Winter is coming ☃️Take a look at this last autumn leaves we collected in November!
Highlights
A long-awaiting feature/fix for Action Cable, especially for those running their apps on Fly.io: Action Cable now can survive Redis connection failure without crashing the server process or disconnected all the clients.
You can use the fix today with any Rails version via the action-cable-redis-backport gem.
This release brings two cool new features: hotkeys support for actions and Outlets API. The latter allows you to build molecules out of atomic controllers.
Articles
AnyCable: Render deployment guide
Learn how to deploy AnyCable on Render! (Easy-peasy comparing to our Heroku guide 😄)
Releases
This minor release brings two features: cookies filtering (reducing RPC payloads) and verified Redis TLS connections support. In addition, anycable gem v1.2.5 and anycable-go PRO v1.2.2 were released with the corresponding changes.
Stimulizer provides convenience methods for working with StimulusJS in views, templates, and view components. New to view components? Check out the View Components in the Wild blog series.
Frame of curiosity: Decompressing compression
Sending larges amount of data over WebSockets is getting more and more common with the growing popularity of HTML-over-WebSockets frameworks, such as Hotwire and StimulusReflex. Traffic (and bandwidth) is also a vital resource that we should take care of. Can we optimize HTML payloads to reduce the number of bytes sent by a server?
For regular HTTP requests, we solve this problem by adding compression (gzip, Brotli). (Usually, CDNs do that for us these days). What about WebSockets?
The permessage-deflate
extension has been around for more than 8 years (though wasn’t fully supported by major browsers until recently).

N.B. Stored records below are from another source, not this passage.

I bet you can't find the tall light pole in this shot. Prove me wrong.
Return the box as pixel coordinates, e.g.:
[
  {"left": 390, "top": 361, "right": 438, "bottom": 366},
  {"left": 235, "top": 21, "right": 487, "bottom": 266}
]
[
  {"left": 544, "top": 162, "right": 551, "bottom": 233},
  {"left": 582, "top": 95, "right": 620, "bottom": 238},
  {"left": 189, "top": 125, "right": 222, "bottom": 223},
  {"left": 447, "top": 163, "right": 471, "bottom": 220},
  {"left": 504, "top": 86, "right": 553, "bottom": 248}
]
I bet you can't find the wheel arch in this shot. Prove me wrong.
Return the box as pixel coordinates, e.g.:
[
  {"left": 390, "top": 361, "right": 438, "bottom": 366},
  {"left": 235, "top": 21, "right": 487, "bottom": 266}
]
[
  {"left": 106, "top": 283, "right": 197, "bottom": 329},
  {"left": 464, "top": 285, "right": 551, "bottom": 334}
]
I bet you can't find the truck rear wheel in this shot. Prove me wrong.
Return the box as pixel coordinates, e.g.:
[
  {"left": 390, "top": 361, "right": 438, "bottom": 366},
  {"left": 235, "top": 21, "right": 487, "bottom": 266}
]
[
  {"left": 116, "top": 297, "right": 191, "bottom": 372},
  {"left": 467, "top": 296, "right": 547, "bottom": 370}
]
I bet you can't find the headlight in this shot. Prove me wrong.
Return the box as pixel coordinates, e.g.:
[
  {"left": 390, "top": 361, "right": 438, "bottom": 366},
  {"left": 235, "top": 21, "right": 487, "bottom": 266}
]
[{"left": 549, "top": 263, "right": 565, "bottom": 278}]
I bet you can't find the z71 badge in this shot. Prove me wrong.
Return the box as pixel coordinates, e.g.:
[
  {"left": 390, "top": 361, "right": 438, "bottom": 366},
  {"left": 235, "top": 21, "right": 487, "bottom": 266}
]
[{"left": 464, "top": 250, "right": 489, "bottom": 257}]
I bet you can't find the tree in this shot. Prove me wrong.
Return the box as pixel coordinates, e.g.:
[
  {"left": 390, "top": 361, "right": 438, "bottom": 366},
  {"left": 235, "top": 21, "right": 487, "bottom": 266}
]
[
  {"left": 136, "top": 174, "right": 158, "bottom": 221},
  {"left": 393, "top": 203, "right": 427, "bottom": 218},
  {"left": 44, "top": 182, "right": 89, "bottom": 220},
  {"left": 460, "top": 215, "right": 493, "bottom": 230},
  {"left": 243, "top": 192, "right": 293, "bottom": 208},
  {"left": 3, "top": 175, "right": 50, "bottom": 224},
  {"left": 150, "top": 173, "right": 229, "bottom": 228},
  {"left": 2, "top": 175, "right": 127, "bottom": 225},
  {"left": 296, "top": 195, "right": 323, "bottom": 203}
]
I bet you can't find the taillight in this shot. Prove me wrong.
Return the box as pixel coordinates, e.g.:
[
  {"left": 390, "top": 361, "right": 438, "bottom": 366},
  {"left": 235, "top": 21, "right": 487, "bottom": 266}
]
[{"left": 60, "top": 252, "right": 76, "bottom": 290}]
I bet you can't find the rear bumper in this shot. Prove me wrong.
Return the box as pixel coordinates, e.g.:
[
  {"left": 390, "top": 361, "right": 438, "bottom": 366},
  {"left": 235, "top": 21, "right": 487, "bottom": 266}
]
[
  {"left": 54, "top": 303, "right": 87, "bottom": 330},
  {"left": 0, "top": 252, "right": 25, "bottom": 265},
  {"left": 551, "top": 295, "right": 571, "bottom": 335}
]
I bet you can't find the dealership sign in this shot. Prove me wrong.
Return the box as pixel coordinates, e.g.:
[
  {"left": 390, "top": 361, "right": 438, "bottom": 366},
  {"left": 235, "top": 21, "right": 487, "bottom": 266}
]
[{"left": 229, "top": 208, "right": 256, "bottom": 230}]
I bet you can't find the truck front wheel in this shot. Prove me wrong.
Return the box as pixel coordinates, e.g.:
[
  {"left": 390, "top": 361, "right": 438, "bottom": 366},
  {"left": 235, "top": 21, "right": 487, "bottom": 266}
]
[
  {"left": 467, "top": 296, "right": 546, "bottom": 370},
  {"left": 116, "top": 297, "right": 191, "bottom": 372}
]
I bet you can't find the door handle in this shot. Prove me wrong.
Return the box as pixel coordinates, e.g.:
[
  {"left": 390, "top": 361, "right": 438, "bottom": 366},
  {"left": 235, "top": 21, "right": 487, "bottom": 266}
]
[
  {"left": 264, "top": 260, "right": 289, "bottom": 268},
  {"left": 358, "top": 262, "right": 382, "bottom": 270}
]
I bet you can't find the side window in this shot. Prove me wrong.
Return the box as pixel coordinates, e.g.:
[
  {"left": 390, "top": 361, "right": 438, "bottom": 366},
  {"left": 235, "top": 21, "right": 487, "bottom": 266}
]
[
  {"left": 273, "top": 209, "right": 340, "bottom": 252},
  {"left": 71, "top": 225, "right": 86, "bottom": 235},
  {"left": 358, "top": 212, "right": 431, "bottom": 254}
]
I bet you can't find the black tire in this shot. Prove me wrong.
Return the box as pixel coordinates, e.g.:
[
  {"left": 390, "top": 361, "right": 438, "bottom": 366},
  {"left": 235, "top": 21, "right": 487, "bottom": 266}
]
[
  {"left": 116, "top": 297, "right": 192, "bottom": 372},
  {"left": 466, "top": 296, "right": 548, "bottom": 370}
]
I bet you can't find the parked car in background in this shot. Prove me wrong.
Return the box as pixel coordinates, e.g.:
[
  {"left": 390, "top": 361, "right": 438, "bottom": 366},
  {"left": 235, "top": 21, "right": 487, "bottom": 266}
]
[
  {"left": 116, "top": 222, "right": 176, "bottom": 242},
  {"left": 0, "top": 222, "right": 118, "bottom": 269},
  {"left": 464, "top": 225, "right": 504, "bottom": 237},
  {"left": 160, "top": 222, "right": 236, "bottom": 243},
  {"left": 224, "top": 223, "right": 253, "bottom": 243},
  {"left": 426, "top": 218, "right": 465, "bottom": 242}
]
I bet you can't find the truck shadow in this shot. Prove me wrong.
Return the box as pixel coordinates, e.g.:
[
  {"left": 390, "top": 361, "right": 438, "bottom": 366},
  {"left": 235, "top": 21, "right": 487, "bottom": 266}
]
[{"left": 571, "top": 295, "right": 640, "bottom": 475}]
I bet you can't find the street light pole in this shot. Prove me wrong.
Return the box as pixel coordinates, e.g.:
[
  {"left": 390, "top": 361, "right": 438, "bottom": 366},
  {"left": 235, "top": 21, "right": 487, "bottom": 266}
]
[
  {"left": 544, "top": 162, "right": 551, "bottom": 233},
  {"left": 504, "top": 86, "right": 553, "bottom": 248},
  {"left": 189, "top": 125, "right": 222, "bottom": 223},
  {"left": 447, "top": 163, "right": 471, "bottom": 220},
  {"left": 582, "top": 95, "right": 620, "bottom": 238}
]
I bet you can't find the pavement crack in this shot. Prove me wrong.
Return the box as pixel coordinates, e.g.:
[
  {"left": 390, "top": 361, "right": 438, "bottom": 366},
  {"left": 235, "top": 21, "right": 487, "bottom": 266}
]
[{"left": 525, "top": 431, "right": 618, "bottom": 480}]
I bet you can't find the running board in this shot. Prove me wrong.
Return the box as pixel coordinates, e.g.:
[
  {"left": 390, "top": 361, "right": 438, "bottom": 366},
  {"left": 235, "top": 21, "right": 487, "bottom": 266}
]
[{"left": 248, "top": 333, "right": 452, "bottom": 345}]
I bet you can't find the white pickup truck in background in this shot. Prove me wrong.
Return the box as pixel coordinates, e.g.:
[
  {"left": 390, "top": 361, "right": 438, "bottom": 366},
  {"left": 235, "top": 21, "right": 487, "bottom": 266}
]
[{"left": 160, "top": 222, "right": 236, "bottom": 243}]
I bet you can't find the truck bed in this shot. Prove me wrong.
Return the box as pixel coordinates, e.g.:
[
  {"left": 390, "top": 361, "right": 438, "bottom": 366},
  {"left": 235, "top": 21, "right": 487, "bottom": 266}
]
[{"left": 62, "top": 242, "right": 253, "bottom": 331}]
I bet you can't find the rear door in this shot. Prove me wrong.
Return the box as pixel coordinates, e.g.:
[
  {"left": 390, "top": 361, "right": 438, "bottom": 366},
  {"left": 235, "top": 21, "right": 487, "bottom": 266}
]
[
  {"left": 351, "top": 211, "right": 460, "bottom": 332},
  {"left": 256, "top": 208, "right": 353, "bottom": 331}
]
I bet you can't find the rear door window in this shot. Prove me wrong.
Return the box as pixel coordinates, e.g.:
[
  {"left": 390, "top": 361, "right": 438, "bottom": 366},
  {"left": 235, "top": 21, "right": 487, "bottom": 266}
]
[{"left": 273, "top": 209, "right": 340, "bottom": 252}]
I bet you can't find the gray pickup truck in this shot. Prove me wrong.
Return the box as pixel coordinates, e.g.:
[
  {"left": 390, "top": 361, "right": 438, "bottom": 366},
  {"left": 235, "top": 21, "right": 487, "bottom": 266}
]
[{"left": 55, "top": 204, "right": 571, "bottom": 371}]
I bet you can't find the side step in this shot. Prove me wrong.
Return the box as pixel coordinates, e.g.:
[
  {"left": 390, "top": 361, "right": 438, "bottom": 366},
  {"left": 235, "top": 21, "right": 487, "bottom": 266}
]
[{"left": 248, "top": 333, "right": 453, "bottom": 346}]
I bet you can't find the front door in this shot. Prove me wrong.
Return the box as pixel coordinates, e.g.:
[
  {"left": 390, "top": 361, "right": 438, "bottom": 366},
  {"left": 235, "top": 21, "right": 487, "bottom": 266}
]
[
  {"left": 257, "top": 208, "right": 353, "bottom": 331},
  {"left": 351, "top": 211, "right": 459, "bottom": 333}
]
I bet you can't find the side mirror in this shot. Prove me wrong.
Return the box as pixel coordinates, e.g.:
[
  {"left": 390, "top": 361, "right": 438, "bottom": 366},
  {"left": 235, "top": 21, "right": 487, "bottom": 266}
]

It allows compressing WebSocket frames using popular algorithms (such as gzip) and defines a protocol for clients and servers to negotiate the compression parameters.
This article gives an excellent overview of this feature as well as the tradeoffs of using compression. Tl;dr Compression comes at a price and affects both CPU and RAM usage (proportionally to the number of connections). That’s why it is usually disabled by default in WebSocket servers (in AnyCable-Go, you can opt-in by adding the --enable_ws_compression
).
In the case of structured JSON payloads, using Msgpack or Protobuf could be more beneficial (and independent of the client-side support and tweaks). But what about HTML? In theory, Hotwire/StimulusReflex apps should benefit from enabling permessage-deflate
, but wouldn’t be this benefit offset by the increased server resources usage?
I haven’t tried to perform such tests (I know there are some research attempts in this direction).
I believe that the LiveView approach(not sending full HTML) is the way to go, not something more generic (like compression). What do you think?